Caught between faith in an economic maxim and data showing it’s not working, Minneapolis Fed President Neel Kashkari said Friday he leaned toward data in voting earlier this week to leave interest rates steady.
Kashkari, for the second time this year, on Wednesday was the only member of the Fed’s rate-setting Open Market Committee to vote to hold rates in place. And, as after previous committee meetings, he published an explanation of his decision a couple of days afterward.
In it, Kashkari focused heavily on a contradiction that has been developing in the U.S. economy this year: The rate of inflation, which should be going up at a moment of near-maximum employment, has been going down instead.
He described that as “a tension between faith and data” and said that, on the inflation data alone, the Fed shouldn’t have raised rates. He added, “When I’m torn between faith and data, I look at decisions from a risk management perspective.”

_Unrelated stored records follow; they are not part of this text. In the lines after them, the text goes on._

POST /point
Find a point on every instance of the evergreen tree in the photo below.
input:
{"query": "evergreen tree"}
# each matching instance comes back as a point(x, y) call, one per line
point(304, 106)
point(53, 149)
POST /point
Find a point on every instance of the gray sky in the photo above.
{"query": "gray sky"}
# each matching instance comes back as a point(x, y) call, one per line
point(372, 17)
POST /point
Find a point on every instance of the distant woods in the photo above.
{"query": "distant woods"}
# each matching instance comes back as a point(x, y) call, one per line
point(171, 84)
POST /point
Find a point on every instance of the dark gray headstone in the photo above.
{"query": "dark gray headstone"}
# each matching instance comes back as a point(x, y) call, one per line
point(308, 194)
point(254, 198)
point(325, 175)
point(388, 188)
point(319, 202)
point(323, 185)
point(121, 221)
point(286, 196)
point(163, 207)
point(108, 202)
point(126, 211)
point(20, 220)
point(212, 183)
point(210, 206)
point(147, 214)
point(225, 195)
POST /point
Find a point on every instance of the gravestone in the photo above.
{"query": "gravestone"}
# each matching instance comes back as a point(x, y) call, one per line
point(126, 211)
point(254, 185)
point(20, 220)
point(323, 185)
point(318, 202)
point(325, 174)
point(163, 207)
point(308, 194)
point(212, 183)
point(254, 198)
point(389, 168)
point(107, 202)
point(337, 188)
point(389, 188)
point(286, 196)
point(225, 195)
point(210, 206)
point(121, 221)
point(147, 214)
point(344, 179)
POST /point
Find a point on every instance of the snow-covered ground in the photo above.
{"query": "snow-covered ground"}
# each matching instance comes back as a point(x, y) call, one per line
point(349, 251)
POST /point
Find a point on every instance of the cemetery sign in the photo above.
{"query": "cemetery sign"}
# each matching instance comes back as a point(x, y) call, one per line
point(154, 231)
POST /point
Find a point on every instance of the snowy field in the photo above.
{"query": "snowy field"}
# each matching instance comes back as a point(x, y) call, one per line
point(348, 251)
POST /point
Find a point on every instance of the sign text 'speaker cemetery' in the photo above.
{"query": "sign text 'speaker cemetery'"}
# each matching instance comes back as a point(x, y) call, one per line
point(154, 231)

By that analysis too, he said, the risk of raising rates too soon was greater than waiting. “The risk of not moving soon generally doesn’t appear to be large,” Kashkari wrote.
One of the risks of moving too soon, he said, was that consumers and investors will come to believe that the 2 percent inflation target Fed policymakers use is a ceiling rather than a goal. On Wednesday, the day the policymakers voted, the Labor Department reported that consumer prices fell last month and that core inflation, which excludes food and energy prices, fell to 1.7 percent from 1.9 percent a month earlier.
“We should have waited to see if the recent drop in inflation is transitory and if inflation is actually moving toward our 2 percent target,” Kashkari wrote.
Much of his essay revisited an analysis template that he first published in February, looking at measures of inflation, expectations about inflation, labor costs, unemployment and labor participation. There’s been little change in those indicators in recent months, though Kashkari noted that jobs data suggests the U.S. is closer to maximum employment.
He noted that his previous published analyses did not account for the optimistic views that some economists and investors had about the government budget and regulatory actions after the election of President Donald Trump. “Markets seem less optimistic than they were a few months ago about those future actions,” he wrote Friday. “Until we know more from Congress and the White House, I believe it is prudent to assume no change in the fiscal outlook.”
Along with its rate hike on Wednesday, the Open Market Committee also unveiled plans to normalize its balance sheet, which ballooned in size as it bought securities from 2009 to 2014. The Fed will stop reinvesting in ever-larger amounts of maturing securities, but it did not specify the overall size of the reduction or the precise timing.
Kashkari called that an “important, positive step” but said he would have liked the committee to announce a starting date. “This would give markets as much advanced notice as possible so that when the roll-off actually begins, it is as close to a nonevent as possible,” he wrote.